Pour lutter ensemble, l'association, ouverte à de nouvelles adhésions, va mettre en place plusieurs projets. Contre-Pente va communiquer sur les réseaux sociaux, créer un site internet et intervenir sur des événements. Les dix vignerons seront notamment responsables du vin lors du festival Estivade qui se tient juillet à Sébazac les 24, 25 et 26 juillet.
Côté commerce, les vignerons vont proposer l'ensemble des cuvées des domaine de « contre-pente » afin d’offrir à leurs clients un éventail de références. Le logo de l'association est déjà présent sur les cuvées du millésime 2024. Des plaquettes de présentation des membres de l'association seront distribuées pour le millésime 2026.
Enfin, pour essayer de prévenir de nouvelles crises économiques, les vignerons vont mettre en commun une partie de leurs raisins à l'issue de la récolte 2025 afin d'élaborer une cuvée solidaire Contre-Pente. Les bénéfices des ventes nourriront un fonds de solidarité.

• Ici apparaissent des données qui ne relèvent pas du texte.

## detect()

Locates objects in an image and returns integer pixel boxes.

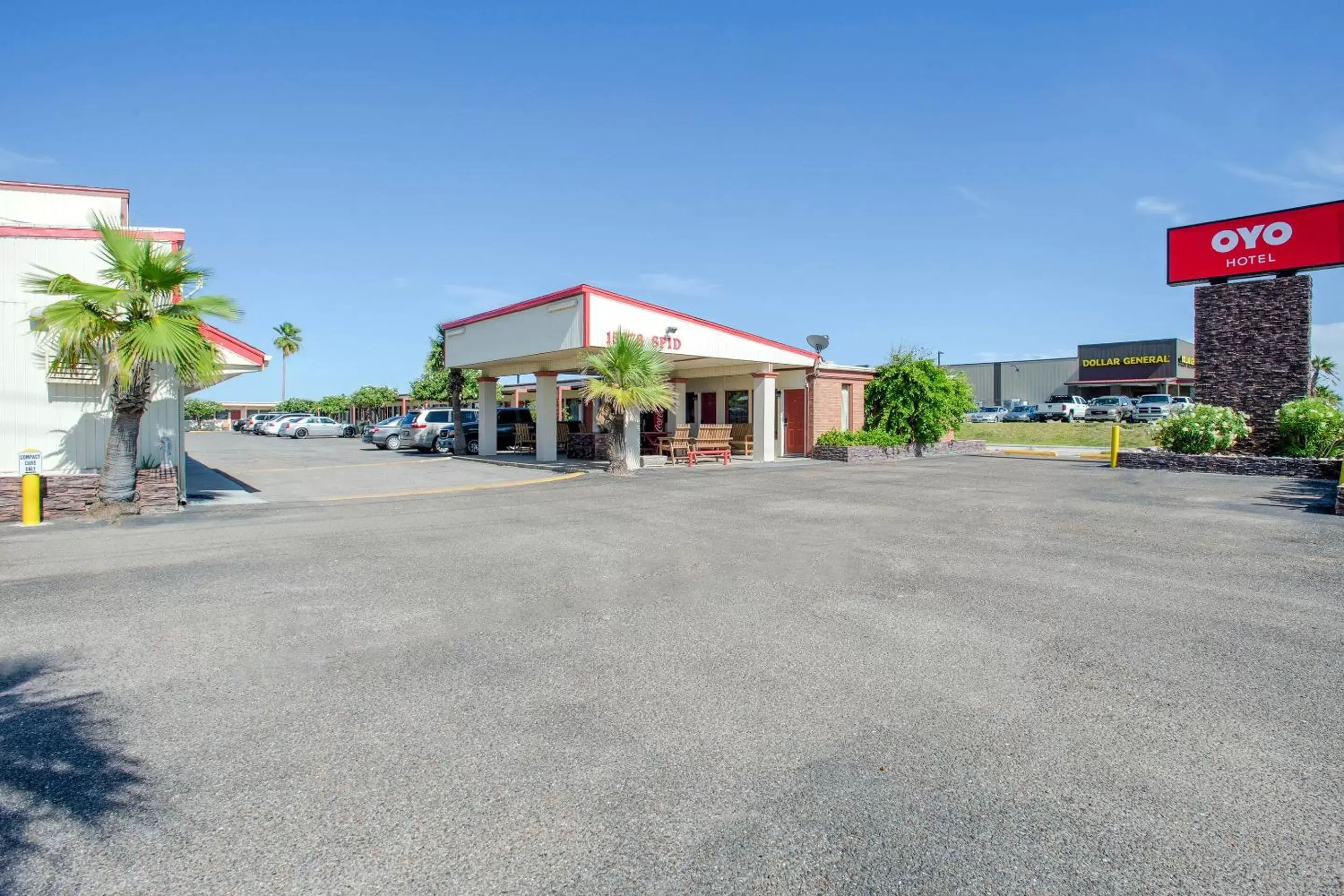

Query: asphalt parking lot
[187,433,551,504]
[0,459,1344,893]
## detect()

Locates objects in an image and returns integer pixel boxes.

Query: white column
[532,371,559,461]
[625,411,644,468]
[668,379,686,433]
[476,376,500,457]
[751,371,774,462]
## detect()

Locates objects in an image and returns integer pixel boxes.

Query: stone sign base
[1195,275,1312,454]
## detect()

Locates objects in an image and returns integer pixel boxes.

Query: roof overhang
[440,283,817,376]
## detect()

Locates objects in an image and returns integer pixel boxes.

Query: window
[723,391,751,423]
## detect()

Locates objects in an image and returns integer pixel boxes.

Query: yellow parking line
[238,457,440,473]
[315,471,583,501]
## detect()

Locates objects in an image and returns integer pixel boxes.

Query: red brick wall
[0,468,177,521]
[808,373,871,454]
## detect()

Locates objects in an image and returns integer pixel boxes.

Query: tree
[273,321,304,402]
[317,395,351,416]
[1306,355,1338,398]
[182,398,224,420]
[411,333,481,402]
[582,330,676,474]
[24,210,241,505]
[350,385,400,407]
[863,348,976,443]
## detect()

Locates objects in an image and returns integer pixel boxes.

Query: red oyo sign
[1167,202,1344,286]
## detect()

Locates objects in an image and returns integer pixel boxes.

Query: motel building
[440,285,872,462]
[0,182,270,492]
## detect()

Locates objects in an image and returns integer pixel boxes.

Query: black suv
[434,407,532,454]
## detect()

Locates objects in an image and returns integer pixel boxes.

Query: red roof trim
[438,283,817,360]
[0,224,187,243]
[0,180,130,199]
[200,324,266,367]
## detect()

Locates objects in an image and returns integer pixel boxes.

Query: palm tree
[1306,355,1338,395]
[273,321,304,402]
[24,216,241,505]
[582,330,676,474]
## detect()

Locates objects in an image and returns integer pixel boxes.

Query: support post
[476,376,500,457]
[751,371,776,463]
[532,371,556,462]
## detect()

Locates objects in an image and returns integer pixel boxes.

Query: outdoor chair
[513,423,536,454]
[686,423,733,466]
[658,423,691,465]
[728,423,751,457]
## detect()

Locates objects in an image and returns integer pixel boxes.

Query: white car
[275,416,353,439]
[966,404,1008,423]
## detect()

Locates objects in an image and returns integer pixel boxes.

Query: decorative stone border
[0,466,177,523]
[812,439,985,463]
[1120,451,1340,482]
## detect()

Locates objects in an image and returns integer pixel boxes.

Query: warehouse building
[946,338,1195,406]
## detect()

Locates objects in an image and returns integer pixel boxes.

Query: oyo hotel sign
[1167,202,1344,286]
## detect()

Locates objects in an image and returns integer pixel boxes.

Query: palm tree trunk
[606,411,634,476]
[97,363,151,504]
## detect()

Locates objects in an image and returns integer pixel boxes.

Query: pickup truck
[1036,395,1087,422]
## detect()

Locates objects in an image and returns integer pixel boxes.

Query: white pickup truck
[1036,395,1087,423]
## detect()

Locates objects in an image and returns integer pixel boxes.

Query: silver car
[275,416,347,439]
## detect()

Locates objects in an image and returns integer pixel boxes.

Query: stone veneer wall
[0,468,177,521]
[1195,275,1312,454]
[1118,451,1340,481]
[565,433,608,461]
[812,439,985,463]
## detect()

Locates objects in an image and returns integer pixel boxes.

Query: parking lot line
[313,470,586,501]
[238,457,442,473]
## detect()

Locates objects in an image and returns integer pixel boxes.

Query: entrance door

L'ensemble des membres de l'association : Samantha Fortuny (Domaines des Fougères), Olivier Basset (Mine de Vin), Thomas Bonhoure (Domaine de Belert), Matthieu Blanc (Mas Floème), Pauline Broqua (Domaine des Buis), Marc Fraysse (Domaine des Boissières), Hugo Epinaux (Château Beauregard), Eric Bousquet (Domaine Bousquet), Sébastien Lavaurs (Domaines Les Orchidées Sauvages), Philippe Rousseau (Le Verdus).